Infelizmente, essas qualidades não sustentam uma história em que predominam personagens mal-construídos e com pouco carisma.
Recentemente, Hollywood usa o humor para retratar personagens excêntricos e deslocados da realidade. Como exemplos disso, temos Jack Sparrow e Sherlock Holmes.
No início, o Poe de John Cusack tenta seguir essa linha. Mas o ator transforma o personagem em um mala pedante por causa da sua falta de timing cômico. Na segunda metade da história, o protagonista vira um obstinado genérico, que quer salvar a amada a todo custo.
Tal mudança poderia mostrar múltiplas camadas na construção de um personagem. No entanto, ela apenas evidencia a falta de foco e de criatividade na elaboração do roteiro.
Como assim, Poe, homem sarcástico e sem dinheiro, não trolla Fields nem fala em dinheiro quando este lhe “contrata”?
Os coadjuvantes também tem problemas de vivacidade. Emily parece mais uma peça para fazer o roteiro andar e ficar conforme as convenções de Hollywood do que a representação de uma pessoa.

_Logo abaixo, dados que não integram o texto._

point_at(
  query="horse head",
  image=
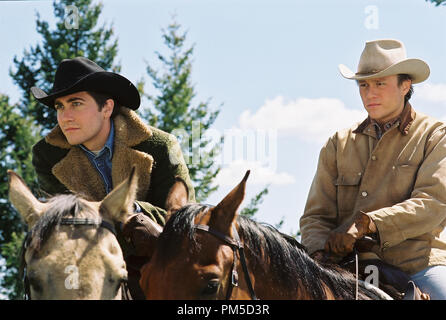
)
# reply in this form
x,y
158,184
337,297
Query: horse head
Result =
x,y
181,267
71,251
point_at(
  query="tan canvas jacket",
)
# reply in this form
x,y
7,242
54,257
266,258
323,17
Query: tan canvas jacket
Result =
x,y
399,181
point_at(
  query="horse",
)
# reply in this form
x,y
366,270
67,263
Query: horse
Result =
x,y
71,250
203,249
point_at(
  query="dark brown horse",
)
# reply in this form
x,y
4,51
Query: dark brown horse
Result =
x,y
207,252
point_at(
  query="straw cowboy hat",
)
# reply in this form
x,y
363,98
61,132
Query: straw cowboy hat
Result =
x,y
82,74
382,58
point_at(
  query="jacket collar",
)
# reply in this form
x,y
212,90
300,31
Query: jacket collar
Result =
x,y
406,117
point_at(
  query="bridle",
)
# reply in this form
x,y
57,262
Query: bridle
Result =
x,y
99,223
236,246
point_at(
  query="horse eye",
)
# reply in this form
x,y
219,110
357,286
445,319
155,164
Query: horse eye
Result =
x,y
211,287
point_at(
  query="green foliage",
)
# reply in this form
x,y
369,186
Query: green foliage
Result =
x,y
39,63
17,136
172,110
11,251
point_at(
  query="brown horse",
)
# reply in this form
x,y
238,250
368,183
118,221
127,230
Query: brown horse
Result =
x,y
207,252
71,251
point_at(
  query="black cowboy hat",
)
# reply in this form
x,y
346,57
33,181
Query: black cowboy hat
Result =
x,y
82,74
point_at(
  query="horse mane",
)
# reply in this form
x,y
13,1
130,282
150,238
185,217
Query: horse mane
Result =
x,y
290,265
59,206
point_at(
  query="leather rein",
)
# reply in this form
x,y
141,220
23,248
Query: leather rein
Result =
x,y
99,223
236,246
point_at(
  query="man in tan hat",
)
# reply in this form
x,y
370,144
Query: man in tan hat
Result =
x,y
384,177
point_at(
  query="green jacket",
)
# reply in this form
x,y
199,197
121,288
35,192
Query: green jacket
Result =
x,y
63,168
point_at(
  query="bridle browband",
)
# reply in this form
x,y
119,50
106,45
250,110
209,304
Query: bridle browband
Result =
x,y
236,246
99,223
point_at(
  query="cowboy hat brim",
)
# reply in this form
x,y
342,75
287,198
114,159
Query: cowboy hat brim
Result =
x,y
416,68
111,83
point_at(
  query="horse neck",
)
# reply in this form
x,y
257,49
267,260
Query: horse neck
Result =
x,y
311,281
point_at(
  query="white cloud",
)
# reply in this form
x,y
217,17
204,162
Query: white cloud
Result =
x,y
431,92
309,119
260,175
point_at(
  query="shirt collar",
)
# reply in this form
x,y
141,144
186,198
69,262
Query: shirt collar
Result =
x,y
108,144
406,119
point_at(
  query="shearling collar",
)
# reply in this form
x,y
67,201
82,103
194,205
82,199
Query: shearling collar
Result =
x,y
77,173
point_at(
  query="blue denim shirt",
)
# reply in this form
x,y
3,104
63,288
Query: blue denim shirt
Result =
x,y
103,161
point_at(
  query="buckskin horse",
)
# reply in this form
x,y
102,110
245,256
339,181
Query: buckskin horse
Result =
x,y
71,251
207,252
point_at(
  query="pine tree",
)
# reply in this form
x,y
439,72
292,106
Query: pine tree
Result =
x,y
173,110
17,136
77,34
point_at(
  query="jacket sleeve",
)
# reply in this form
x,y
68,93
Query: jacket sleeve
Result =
x,y
320,212
425,210
169,164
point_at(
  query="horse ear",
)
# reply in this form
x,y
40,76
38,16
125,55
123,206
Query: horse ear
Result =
x,y
23,200
177,197
227,208
120,201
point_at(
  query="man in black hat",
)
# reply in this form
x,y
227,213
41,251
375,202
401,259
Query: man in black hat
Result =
x,y
97,142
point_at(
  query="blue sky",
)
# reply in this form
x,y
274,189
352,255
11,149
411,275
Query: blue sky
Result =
x,y
273,66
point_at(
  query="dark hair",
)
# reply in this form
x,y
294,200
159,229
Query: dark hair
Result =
x,y
401,79
101,98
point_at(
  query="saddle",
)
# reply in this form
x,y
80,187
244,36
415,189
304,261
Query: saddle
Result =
x,y
392,280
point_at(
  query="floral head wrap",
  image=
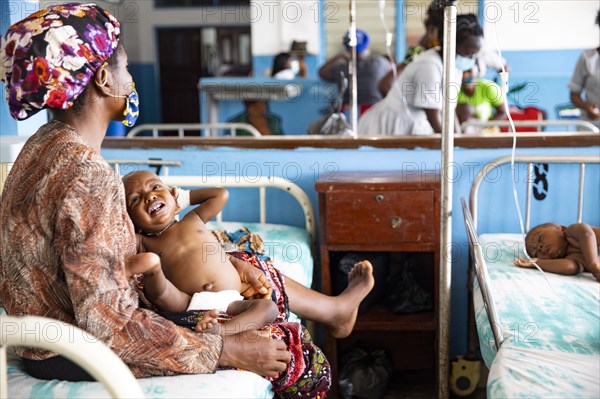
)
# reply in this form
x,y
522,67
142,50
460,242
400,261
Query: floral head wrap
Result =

Por outro lado, o Detetive Fields segue a linha Kristen Stewart de expressividade e não deixa claro quando nem por que ele deixa de desconfiar de Poe e passa a confiar nele (pelo menos é isso que as situações nos levam a pensar).
O Corvo opta por mostrar cadáveres e mutilações de maneira explícita. Felizmente ou não, ele atingiu a sua intenção de chocar o espectador com essas imagens.
Ao fim do filme, me perguntei se todo aquele banho de sangue e vísceras seria realmente necessário para a história. Também imaginei que, se tudo isso ficasse no campo das sugestões, do subentendido, o terror da história teria mais força.
A ideia de O Corvo tem potencial. Este é mostrado quando a história mostra a dinâmica entre o “fato” e a “ficção”. Infelizmente, suas falhas são maiores que seus méritos.
Além disso, o final redentor enfraquece toda a construção feita, ou pelo menos tentada, de Poe.
A frase “Edgar Allan Poe está se mexendo na tumba por causa desse filme” é válida, porque sua falta de graça, coerência e de criatividade traduz bem o que é O Corvo.
P.s.: na minha opinião, o filme seria mais divertido se não se levasse a sério e se, também, tivesse uma matança de zumbis ou monstros do gênero. Imediatamente me lembrei de Abraham Lincoln: Caçador de Vampiros, que pega uma figura histórica e a leva a um ambiente surreal.
E vocês, o que acham de um escritor gótico do século XIX caçando comedores de cérebros ou bebedores de sangue?